Going hunting for sharks’ teeth is not a disappointment at Amelia Island's beaches. The clerk at the Ship’s Lantern, a souvenir shop in Fernandina Beach, can give you a tooth identification card for the mostly fossilized choppers that wash up on the beach. She says the optimal time for finding teeth is after a high tide or a storm. 

Take a walking tour of Fernandina Beach’s historic district and, starting from the docks, which are renowned as the birthplace of the modern shrimping industry, Head up Centre Street. If you are quite serious about studying the Victorian architecture, stop into the The Palace Saloon (just to look, mind you), before you got distracted by all the fun shops. There is Go Fish, with clothing and jewelry; Twisted Sisters, with slightly clothing, jewelry and purses; Christmas on the River; three bookstores; and – the place a favorite of those with a big sweet tooth – Fernandina’s Fantastic Fudge.

Stephen Colwell, who has owned the shop for 24 years, and his employees make the eight flavors of fudge, hand-dipped chocolates and other candies fresh daily. Watch as he pours chocolate fudge from a copper kettle onto a marble-topped table, then spreads it with a long-handled paddle and even flips it high into the air before letting it cool in a mound.

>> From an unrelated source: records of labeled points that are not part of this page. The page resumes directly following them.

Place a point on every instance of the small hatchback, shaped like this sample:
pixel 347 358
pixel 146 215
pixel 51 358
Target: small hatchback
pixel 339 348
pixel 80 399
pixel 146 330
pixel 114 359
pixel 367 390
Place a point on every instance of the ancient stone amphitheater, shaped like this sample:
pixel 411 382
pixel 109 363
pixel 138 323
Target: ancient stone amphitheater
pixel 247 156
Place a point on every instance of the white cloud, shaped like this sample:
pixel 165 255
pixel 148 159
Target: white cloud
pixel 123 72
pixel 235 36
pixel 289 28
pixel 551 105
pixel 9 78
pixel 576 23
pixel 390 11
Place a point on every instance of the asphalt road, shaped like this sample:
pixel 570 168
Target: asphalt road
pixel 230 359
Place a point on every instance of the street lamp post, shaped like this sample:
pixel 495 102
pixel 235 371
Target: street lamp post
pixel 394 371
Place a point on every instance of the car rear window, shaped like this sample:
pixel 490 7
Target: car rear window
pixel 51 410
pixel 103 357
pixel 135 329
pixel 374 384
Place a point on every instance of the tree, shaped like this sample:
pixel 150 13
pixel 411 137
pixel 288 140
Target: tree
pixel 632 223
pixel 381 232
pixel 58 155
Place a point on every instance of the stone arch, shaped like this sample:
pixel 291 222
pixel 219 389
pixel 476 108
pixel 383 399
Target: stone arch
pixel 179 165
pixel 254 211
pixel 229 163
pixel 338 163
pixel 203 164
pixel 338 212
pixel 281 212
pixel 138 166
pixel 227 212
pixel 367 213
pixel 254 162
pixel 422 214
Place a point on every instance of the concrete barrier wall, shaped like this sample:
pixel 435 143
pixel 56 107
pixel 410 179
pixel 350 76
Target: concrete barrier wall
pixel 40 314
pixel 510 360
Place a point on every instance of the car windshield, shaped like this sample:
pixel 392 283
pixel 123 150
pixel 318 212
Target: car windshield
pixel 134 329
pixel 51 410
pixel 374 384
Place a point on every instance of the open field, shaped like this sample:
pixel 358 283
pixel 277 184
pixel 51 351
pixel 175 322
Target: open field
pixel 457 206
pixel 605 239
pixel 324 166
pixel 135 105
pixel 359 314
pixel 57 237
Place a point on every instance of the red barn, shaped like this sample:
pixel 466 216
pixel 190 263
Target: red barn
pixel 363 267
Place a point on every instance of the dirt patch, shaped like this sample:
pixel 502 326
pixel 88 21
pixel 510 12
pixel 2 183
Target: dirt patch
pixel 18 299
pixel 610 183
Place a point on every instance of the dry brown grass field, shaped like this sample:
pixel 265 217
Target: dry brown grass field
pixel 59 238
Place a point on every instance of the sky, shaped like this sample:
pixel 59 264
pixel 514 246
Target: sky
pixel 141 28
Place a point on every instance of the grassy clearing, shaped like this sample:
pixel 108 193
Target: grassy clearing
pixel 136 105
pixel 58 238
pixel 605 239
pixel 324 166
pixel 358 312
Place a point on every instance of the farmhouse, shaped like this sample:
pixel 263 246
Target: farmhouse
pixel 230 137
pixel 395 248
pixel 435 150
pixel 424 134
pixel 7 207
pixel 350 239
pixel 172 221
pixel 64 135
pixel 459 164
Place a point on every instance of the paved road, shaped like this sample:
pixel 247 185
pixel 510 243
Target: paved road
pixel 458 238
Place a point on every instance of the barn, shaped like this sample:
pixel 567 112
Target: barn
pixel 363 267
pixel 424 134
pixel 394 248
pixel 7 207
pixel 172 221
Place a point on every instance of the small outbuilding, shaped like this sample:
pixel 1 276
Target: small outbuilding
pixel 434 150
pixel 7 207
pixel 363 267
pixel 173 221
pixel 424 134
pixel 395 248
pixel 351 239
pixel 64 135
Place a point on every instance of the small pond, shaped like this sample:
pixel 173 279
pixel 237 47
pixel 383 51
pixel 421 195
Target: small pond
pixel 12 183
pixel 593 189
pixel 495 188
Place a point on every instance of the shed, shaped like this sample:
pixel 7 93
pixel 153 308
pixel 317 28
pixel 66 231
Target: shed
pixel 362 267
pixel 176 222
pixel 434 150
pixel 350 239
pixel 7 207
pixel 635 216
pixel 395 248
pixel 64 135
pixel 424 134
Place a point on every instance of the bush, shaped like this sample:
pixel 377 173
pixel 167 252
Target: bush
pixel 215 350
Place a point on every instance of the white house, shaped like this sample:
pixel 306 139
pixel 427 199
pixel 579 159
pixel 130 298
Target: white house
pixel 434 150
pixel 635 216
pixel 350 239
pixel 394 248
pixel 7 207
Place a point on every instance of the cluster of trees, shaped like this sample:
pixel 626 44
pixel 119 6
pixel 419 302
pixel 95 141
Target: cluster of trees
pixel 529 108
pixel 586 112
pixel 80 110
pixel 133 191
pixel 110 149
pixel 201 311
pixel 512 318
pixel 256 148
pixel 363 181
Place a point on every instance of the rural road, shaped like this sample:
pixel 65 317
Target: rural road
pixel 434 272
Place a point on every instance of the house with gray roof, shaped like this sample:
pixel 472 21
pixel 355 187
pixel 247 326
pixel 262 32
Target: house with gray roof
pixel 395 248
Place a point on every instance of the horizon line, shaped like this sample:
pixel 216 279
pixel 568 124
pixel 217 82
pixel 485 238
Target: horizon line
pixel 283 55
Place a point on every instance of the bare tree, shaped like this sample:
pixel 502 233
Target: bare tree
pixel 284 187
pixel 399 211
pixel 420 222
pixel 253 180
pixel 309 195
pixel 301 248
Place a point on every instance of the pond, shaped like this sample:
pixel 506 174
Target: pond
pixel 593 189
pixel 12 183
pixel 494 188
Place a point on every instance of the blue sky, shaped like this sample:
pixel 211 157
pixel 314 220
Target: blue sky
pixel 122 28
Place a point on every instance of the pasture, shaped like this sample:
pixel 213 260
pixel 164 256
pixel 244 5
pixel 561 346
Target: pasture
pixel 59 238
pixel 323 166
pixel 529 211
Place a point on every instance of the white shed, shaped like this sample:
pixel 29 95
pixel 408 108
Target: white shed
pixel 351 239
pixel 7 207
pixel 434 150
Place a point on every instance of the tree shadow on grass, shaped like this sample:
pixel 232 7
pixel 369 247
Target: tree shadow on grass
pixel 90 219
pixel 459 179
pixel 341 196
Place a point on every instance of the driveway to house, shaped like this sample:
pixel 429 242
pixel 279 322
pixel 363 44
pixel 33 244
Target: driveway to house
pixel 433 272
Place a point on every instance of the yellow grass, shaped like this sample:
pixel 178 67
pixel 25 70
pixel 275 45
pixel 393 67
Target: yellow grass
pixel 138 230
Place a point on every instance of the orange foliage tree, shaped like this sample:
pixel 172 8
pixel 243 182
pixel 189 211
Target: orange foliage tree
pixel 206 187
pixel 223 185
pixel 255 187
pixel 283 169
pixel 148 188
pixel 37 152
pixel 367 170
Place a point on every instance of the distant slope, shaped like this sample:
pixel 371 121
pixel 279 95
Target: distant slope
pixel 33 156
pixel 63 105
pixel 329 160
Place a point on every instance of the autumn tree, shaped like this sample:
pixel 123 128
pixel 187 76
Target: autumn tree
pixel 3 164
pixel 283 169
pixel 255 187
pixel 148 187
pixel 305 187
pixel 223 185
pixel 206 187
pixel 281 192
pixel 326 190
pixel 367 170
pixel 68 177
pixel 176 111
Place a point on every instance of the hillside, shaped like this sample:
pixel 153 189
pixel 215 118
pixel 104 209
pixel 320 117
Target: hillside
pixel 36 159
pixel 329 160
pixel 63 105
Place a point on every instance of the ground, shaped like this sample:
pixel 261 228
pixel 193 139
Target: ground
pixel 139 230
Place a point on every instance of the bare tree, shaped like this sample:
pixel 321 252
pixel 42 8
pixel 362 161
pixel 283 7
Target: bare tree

Every May, the Shrimp Festival turns Fernandina Beach into party central. During a parade through town and other festivities, part of the fun is to see how everyone has incorporated the shrimp theme into their costume or parade entry. Everybody on Amelia Island has their favorite shrimp recipe, and serious shrimp lovers line up at the dock to buy part from the fresh catch as the boats come in.

Enjoy appetizers and meals of shrimp several times when you order it off the menu at the restaurants at Omni Amelia Island Resort. After you vacation here, its taste will conjure up fond memories of a beautiful, restful place in Florida.